In the years from 1853 to 1862, Valdocco was transformed from a festive Oratory—an open institution—into a complex work: hospice and boarding, college with boarding section, trade workshops, internal classes and publishing centre, amongst the most important sections.
Such transformation brought with it a clear reinforcement and consolidation of preventive and disciplinary instances. The “new face of the educational system” was emphasised in the decades to follow with the gradual development of the Oratory – by now the central house for a new religious Congregation—and especially with the broader experience of the colleges. This “new face”—with more marked preventive and disciplinary features—is described in a special way in the booklet on the Preventive System in 1877, in the Regulations of the Oratory of St Francis de Sales for non-residents and in the Regulations for the houses of the Society of St Francis de Sales, published the same year: 1877.
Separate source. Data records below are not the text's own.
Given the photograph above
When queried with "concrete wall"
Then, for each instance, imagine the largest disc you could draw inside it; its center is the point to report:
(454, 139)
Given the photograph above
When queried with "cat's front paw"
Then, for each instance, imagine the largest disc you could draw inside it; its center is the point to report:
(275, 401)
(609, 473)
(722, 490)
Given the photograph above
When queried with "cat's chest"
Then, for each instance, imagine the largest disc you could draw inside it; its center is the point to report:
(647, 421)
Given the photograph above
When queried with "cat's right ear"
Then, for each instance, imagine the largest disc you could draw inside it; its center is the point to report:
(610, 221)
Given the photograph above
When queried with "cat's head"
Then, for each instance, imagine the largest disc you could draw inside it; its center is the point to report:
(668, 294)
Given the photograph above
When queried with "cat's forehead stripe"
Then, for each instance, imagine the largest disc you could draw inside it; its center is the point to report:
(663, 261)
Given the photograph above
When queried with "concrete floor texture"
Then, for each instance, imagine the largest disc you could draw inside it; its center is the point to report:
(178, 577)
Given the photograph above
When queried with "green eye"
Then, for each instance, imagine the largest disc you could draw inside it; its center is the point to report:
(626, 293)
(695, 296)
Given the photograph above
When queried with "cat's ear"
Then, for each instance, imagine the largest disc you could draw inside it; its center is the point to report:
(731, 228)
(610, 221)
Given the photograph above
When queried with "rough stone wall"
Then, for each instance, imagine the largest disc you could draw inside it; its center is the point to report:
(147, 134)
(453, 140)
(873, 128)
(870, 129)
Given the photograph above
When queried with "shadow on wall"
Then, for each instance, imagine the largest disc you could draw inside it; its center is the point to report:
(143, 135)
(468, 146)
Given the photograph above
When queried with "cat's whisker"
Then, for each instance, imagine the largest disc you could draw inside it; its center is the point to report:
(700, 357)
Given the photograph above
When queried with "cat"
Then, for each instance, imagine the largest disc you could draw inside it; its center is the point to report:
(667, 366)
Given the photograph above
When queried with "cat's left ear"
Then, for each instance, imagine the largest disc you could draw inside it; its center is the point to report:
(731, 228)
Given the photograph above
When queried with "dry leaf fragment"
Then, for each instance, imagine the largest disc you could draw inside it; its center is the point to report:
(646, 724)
The detailed Regulations of the Oratory at Valdocco consist of three parts, 29 short chapters and around 270 articles describing the organisation and duties for 12 roles—covered by one or more individuals—responsible for the running of the work. On the occasion it was printed, in October 1877, there was a mention in the “Salesian Bulletin” of the origin, arrangement, and the principal characteristics of the document itself:
“We maintain however that the regulations of these Oratories is none other than a collection of observations, precepts and sayings that a number of years of study and experience (1841-1855) have suggested. There were trips, visits to colleges, penitentiaries, charitable shelters, shelters for the destitute, they studied their constitutions, held conferences with respected educators. All of this was collected and became a treasure trove of things that could help.”
Other than the context and likely sources of inspiration, we also need to highlight the interest of the document itself, that “mirrors at least in part what had been Don Bosco’s habitual practice as a compiler of regulations or statutes never considered to be fundamental codes but rather a condensation of experiences he had had in developing and gradually giving structure to his institutions. His oratory did not come out of the regulations, but preceded it by many years; therefore the use of earlier regulations could only mirror some of his spontaneous experiments.”
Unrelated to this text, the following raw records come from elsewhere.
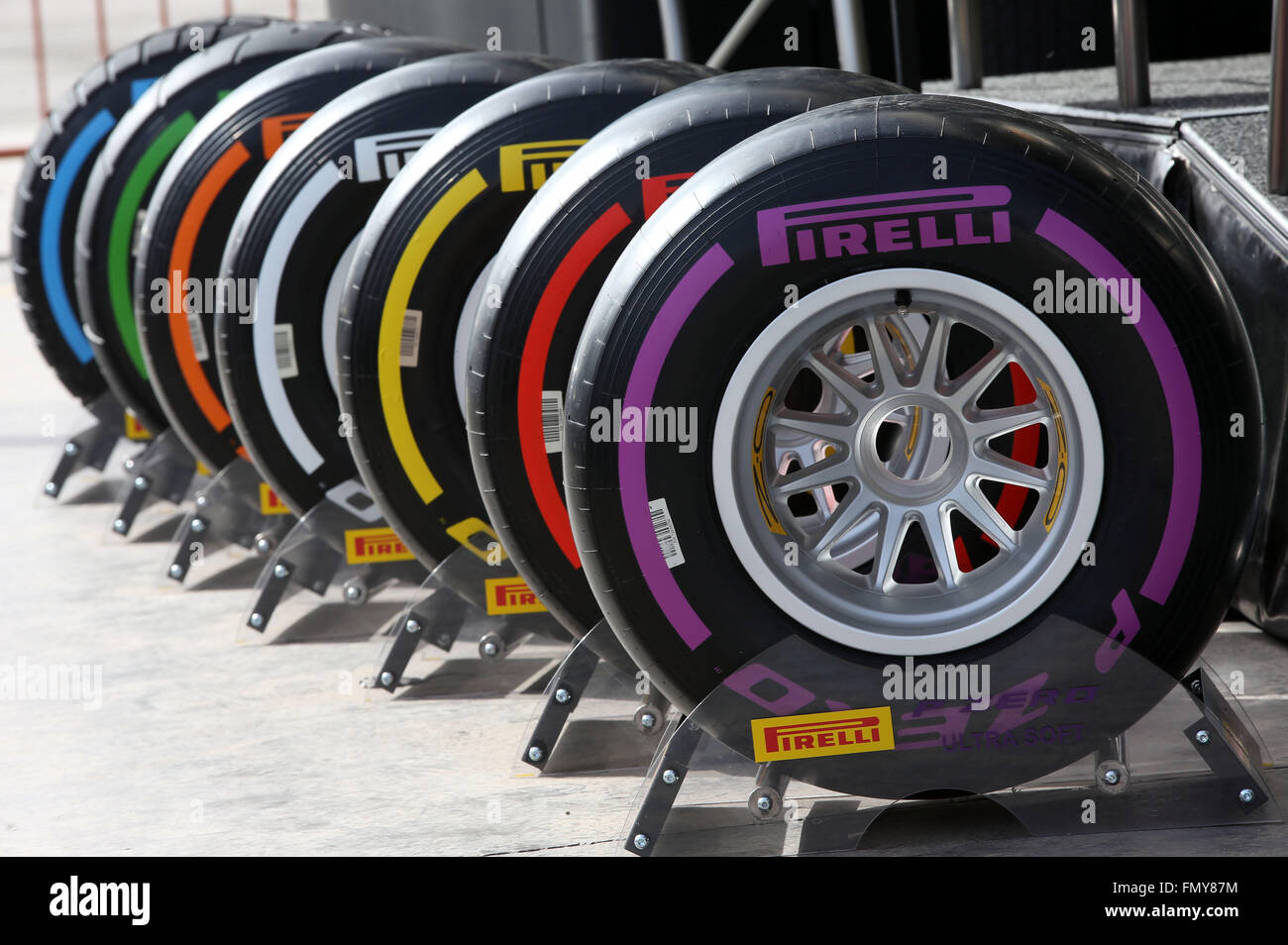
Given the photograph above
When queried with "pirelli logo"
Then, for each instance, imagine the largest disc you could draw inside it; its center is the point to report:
(372, 545)
(510, 596)
(275, 128)
(269, 502)
(134, 430)
(526, 166)
(823, 733)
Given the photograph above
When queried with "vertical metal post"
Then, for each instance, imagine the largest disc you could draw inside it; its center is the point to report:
(1278, 165)
(675, 37)
(1131, 52)
(851, 37)
(966, 43)
(38, 52)
(907, 54)
(591, 34)
(101, 29)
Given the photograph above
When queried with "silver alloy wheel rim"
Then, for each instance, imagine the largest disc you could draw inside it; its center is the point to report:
(822, 588)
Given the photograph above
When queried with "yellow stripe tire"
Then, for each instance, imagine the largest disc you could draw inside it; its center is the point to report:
(423, 252)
In the Salesian Central Archives (D482, fasc., 01), a handwritten manuscript of Don Bosco’s has been preserved—Piano di Regolamento per l’Oratorio di S. Francesco di Sales in Torino (Draft Regulations …)—probably drawn up in 1852-1854 and containing, with few variants, the text of the first and second part of the Regulations of the Oratory of St Frances de Sales for non-residents, which follows here. We see a number of corrections in the pages of the manuscript, these also by Don Bosco.
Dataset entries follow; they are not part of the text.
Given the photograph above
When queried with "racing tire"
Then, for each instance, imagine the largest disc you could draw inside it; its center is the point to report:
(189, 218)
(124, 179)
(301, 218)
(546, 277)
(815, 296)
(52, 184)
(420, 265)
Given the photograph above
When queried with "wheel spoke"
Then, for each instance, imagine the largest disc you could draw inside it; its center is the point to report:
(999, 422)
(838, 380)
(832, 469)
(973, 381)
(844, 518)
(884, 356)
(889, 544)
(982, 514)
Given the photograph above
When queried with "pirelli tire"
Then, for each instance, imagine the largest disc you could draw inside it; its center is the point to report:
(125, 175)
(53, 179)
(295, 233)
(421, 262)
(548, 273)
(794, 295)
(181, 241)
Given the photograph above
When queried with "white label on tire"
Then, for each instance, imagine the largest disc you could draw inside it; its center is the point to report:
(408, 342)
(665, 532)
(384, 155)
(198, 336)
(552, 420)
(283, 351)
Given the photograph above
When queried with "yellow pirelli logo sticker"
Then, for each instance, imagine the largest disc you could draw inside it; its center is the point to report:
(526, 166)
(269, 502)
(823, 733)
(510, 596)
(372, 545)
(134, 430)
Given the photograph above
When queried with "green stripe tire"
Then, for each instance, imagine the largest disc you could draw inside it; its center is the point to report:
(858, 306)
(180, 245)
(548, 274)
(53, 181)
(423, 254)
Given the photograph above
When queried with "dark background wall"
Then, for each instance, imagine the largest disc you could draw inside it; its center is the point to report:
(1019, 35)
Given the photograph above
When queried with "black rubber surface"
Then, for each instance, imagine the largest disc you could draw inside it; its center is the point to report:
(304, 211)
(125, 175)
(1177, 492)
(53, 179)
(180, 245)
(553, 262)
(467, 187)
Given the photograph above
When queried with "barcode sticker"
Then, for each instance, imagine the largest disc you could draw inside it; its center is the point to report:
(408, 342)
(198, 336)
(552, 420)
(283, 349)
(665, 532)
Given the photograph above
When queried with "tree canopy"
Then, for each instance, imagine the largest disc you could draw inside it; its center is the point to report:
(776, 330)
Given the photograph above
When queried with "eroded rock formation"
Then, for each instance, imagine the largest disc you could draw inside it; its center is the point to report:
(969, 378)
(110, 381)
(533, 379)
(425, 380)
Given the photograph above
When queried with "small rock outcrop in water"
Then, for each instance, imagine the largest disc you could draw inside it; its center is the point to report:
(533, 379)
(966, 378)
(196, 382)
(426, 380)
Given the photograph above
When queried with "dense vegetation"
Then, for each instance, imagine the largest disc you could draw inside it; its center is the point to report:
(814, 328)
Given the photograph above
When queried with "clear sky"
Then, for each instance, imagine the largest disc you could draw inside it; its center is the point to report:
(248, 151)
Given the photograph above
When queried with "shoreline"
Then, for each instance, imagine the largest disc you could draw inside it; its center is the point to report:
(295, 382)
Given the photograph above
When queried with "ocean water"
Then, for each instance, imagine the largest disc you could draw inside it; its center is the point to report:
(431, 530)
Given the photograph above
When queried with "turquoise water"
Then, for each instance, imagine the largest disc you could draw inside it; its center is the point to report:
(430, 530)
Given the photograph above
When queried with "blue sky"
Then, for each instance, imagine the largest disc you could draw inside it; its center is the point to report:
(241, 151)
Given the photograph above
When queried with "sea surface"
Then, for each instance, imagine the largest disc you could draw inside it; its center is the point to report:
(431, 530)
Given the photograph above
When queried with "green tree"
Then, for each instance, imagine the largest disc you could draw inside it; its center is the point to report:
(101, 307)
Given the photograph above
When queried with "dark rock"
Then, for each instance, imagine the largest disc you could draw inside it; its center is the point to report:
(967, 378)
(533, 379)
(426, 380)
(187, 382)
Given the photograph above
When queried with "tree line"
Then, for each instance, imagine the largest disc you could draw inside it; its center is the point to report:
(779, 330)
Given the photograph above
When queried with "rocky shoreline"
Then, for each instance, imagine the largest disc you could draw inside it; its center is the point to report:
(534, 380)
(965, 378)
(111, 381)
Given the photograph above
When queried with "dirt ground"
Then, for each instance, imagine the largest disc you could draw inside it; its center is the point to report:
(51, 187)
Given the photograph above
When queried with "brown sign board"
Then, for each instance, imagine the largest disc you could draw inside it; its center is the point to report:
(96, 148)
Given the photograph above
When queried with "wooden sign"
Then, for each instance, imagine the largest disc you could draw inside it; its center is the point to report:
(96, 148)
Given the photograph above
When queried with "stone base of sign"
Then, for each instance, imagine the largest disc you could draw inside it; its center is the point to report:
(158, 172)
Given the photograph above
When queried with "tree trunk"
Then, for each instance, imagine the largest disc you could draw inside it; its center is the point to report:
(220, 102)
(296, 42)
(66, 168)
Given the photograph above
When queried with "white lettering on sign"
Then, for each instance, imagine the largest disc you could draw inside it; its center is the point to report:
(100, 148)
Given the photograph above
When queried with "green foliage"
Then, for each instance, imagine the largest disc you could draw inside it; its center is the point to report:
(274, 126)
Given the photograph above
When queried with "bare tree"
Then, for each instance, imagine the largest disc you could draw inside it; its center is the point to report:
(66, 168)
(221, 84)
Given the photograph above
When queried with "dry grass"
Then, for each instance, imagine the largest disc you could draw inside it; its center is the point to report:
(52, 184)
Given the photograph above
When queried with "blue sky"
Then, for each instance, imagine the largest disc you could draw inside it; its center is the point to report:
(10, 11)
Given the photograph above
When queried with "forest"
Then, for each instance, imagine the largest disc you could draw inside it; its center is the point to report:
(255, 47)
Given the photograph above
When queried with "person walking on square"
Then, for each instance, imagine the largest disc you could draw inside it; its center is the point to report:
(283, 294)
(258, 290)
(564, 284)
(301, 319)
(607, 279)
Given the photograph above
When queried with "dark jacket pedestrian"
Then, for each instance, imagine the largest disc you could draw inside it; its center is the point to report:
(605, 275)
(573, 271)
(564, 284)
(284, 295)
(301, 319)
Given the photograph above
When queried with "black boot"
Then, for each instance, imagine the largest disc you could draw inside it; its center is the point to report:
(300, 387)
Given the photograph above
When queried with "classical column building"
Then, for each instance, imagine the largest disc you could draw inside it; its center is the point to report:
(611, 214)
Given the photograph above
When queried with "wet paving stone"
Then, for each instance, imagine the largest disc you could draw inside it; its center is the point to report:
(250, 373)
At the origin of the Regulations for the houses we find the manuscript Draft regulations for the Home Attached to the Oratory of St Francis de Sales, most probably written in the period indicated above. In this manuscript—kept in the Salesian Central Archives (D482)—we see writing by Don Bosco, Fr Rua, Fr Berto and others. There is also a copy of the Draft regulations kept there, written in careful calligraphy and dated: 1867.
The strict rapport—and often coincidence—between the contents of the Draft Regulations and the Regulations for the houses in 1877 is especially found in chapters regarding educational topics. Amongst others: religious conduct of the students, study, discipline of the house, work, behaviour towards superiors, class mates, modesty.
However we need to note a difference between the two documents: the inclusion, in the 1877 Regulations, of the writing on the Preventive System.
The pages on the Preventive System in the education of the young signed by Don Bosco, were then and for a long time the introduction or frame of reference of the broad and articulated Regulations for the houses, and together they were a single item.
Reference time period: 1877
Salesian Historical Institute, Salesian Sources 1: Don Bosco and his work. Collected Works, LAS – Kristu Jyoti, Rome – Bangalore, 2017, 590-676.